Tedisco Promotes New Truth In Borrowing Act

Assemblyman wants interest, payback period and final total cost on ballot for voters
March 18, 2010
Assemblyman James N. Tedisco (R,I,C-Schenectady/Saratoga) today announced that he will introduce legislation to reveal the true costs associated with state borrowing. The bill, the Truth in Borrowing Act, will require public disclosure of estimated costs to appear on the ballot for a vote prior to the state taking on new debt. Tedisco said the measure was necessary in light of today’s vote in the Assembly Chamber to support $9.29 billion in debt service and Lieutenant Governor Ravitch’s plan to borrow $6 billion more.

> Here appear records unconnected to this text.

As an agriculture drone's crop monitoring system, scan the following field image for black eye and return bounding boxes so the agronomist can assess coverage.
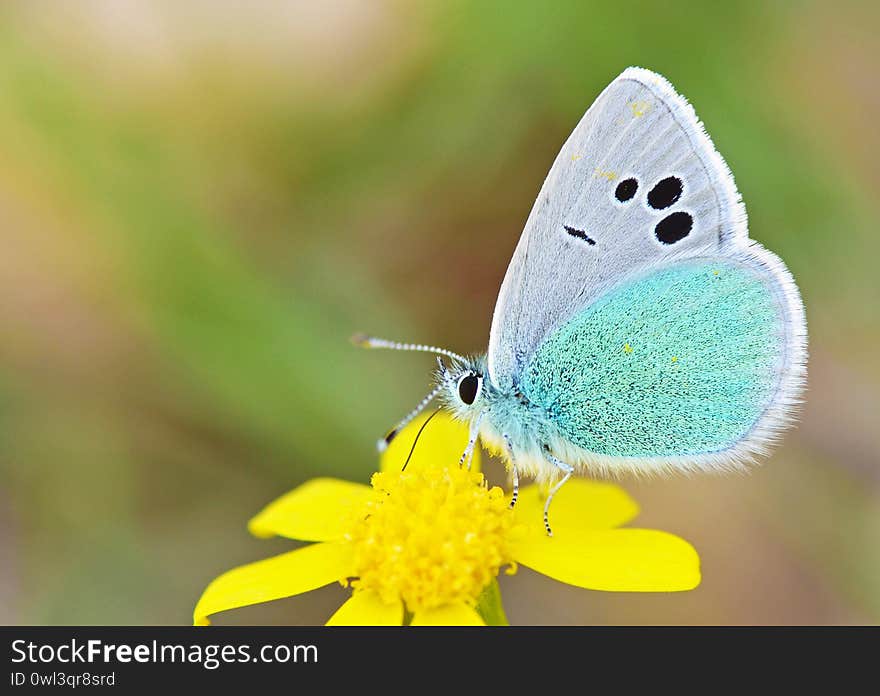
[647,176,683,209]
[458,374,480,405]
[615,178,638,202]
[655,211,693,244]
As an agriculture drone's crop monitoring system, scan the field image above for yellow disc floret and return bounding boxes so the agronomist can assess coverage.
[345,466,515,615]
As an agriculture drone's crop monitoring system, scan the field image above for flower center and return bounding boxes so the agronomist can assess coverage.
[345,466,515,615]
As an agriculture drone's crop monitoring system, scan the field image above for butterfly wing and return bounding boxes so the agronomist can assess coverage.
[488,67,748,390]
[519,251,806,474]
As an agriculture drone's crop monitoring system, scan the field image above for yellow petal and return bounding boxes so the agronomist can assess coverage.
[325,591,403,626]
[380,411,481,473]
[249,478,372,542]
[514,479,639,532]
[410,602,486,626]
[511,528,700,592]
[193,542,354,626]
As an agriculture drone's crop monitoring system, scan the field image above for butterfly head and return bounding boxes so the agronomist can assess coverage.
[435,355,489,419]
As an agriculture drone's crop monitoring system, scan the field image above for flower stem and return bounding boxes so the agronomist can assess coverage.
[475,579,509,626]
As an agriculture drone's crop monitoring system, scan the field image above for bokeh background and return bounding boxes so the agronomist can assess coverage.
[0,1,877,625]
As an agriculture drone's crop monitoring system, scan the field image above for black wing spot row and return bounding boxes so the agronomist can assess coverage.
[564,225,596,245]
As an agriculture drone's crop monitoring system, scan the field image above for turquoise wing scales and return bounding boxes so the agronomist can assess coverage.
[520,256,799,463]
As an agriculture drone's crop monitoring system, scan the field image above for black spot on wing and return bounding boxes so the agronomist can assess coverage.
[648,176,683,209]
[615,178,638,202]
[564,226,595,245]
[654,211,693,244]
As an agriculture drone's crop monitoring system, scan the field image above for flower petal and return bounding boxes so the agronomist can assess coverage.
[410,602,486,626]
[193,543,354,626]
[380,411,481,473]
[514,479,639,532]
[511,528,700,592]
[248,478,372,542]
[325,591,403,626]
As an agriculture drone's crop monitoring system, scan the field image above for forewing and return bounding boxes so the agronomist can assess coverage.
[488,67,746,389]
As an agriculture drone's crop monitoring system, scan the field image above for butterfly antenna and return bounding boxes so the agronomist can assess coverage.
[351,333,467,364]
[401,408,442,472]
[377,382,445,452]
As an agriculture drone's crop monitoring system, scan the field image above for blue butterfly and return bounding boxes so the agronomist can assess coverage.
[355,67,807,535]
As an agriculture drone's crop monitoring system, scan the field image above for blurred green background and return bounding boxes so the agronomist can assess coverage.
[0,1,877,625]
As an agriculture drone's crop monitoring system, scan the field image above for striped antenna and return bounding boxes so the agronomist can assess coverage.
[377,382,444,452]
[351,333,467,364]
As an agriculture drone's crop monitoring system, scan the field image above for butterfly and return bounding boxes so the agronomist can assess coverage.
[354,67,807,535]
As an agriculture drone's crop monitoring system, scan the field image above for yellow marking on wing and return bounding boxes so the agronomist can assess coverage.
[570,153,582,162]
[623,343,633,354]
[628,99,652,118]
[713,270,720,276]
[671,356,678,363]
[594,168,618,181]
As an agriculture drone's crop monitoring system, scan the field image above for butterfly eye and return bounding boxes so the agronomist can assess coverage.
[647,176,683,209]
[614,178,638,202]
[457,373,482,405]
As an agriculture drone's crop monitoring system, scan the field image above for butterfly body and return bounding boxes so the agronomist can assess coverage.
[438,355,562,482]
[358,66,807,531]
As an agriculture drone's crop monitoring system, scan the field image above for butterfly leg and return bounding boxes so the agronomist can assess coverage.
[457,411,484,470]
[543,454,574,537]
[503,434,519,509]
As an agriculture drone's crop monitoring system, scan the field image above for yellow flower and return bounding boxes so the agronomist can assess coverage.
[194,413,700,626]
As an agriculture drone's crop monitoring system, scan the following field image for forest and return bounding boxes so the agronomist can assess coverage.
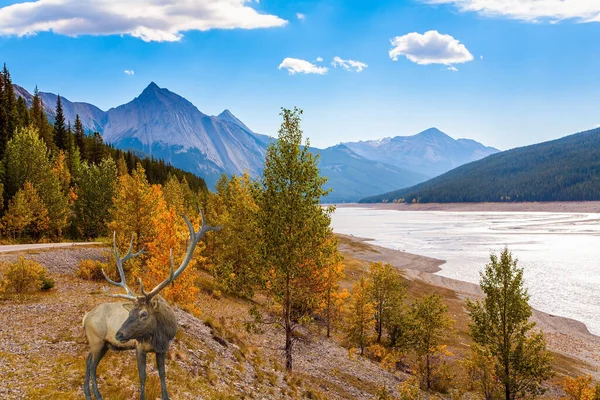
[360,127,600,204]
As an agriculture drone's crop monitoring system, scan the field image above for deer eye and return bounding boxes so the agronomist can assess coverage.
[139,310,148,320]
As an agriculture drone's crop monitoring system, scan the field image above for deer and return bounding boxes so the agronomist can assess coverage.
[82,210,221,400]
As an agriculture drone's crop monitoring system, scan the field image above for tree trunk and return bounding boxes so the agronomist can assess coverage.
[426,353,431,390]
[285,323,293,371]
[284,272,293,371]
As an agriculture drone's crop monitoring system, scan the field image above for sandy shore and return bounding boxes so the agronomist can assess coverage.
[341,201,600,213]
[338,233,600,376]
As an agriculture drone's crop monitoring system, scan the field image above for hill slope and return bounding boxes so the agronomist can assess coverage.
[343,128,498,177]
[360,127,600,203]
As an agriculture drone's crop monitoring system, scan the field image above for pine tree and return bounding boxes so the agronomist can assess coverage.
[15,97,30,128]
[347,277,375,356]
[258,107,335,371]
[0,64,19,158]
[73,114,87,160]
[89,132,105,164]
[53,95,68,150]
[30,86,55,151]
[467,248,553,400]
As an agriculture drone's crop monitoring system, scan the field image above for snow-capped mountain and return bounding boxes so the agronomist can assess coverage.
[343,127,499,177]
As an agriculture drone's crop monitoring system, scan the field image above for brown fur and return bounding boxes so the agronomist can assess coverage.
[82,296,178,400]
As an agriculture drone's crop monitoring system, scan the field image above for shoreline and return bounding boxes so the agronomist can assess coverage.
[337,201,600,213]
[337,233,600,376]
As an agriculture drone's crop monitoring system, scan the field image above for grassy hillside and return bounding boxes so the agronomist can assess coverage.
[360,127,600,203]
[0,242,592,399]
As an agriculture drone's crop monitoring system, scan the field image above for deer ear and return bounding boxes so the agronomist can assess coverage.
[150,297,160,311]
[122,303,135,312]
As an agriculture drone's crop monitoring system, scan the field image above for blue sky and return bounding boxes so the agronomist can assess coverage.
[0,0,599,151]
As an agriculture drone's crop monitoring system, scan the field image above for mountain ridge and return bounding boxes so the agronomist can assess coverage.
[359,127,600,203]
[343,127,499,177]
[15,83,496,201]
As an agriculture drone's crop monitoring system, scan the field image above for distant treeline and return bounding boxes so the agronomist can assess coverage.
[0,63,207,240]
[360,127,600,203]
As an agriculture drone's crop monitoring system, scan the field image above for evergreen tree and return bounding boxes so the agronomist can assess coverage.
[89,132,105,164]
[53,95,68,150]
[73,114,87,160]
[30,86,55,151]
[0,64,18,158]
[258,107,335,371]
[467,248,553,400]
[15,96,30,128]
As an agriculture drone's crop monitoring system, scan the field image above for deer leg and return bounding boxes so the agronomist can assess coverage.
[136,348,147,400]
[83,353,93,400]
[156,352,169,400]
[90,344,108,400]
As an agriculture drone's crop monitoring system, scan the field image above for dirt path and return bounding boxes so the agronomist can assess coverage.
[0,242,100,254]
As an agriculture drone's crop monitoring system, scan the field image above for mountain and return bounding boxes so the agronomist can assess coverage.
[360,127,600,203]
[101,82,266,187]
[313,145,428,203]
[14,84,104,131]
[15,83,481,201]
[343,128,498,177]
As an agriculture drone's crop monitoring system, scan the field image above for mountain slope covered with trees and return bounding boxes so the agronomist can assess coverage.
[360,127,600,203]
[0,64,207,241]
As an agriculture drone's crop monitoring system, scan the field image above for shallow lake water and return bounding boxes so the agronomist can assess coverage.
[331,206,600,334]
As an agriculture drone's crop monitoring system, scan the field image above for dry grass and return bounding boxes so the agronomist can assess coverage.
[0,242,593,400]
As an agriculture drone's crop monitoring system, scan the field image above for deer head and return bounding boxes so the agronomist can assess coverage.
[103,208,221,345]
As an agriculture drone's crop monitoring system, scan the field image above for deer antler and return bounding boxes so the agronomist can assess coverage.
[140,208,221,301]
[102,232,145,301]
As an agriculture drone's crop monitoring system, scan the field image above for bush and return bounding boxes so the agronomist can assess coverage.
[0,256,52,294]
[40,275,55,291]
[76,259,109,281]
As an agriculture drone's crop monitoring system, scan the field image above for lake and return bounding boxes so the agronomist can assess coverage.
[331,206,600,335]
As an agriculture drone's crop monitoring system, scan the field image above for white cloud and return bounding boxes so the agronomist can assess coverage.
[447,66,458,71]
[422,0,600,23]
[296,12,306,21]
[316,57,323,62]
[0,0,287,42]
[124,69,134,75]
[278,58,328,75]
[480,55,484,60]
[331,56,368,72]
[389,30,474,66]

“This legislation seeks to more closely align government borrowing with private banking practices,” said Tedisco. “When a working family or a small business goes to a bank to request a loan, it is not as simple as the bank saying ‘sure, here is your money.’ The terms are clearly laid out. Not only do you know exactly how much you’re borrowing, but also you know precisely the amount that you will have to pay back. You know the principal amount, cost of interest, and the term to maturity. Unfortunately, this information is not shared with New York State taxpayers before they go into the voting booth to decide on new borrowing proposals.”

Tedisco’s plan would require any ballot proposition creating state debt to contain an estimate of the interest, payback period, and total cost at a time when the state faces a budget deficit of over $9 billion. Tedisco said the Truth in Borrowing Actwould help to avoid the mistakes of the past. He pointed to the state’s 1990 sale of Attica prison to a state authority. The state then leased Attica in what was billed as $200 million in borrowing. To date, the state has paid $344 million and still owes $222 million in principal and interest.

“We’re still paying for Attica and for New York City’s bailout in the 1970s,” Tedisco said. “Fiscal experts, regardless of party affiliation, will attest to the dangers associated with incurring more debt. According to Comptroller DiNapoli, New York’s $3,089 in debt per person is more than three times the national average. With those figures in mind, I cannot fathom how borrowing any more money can be seen as anything but disastrous. If the legislative leaders cannot curb their appetite for spending, the least that they can do is allow taxpayers to see how their money is being spent.”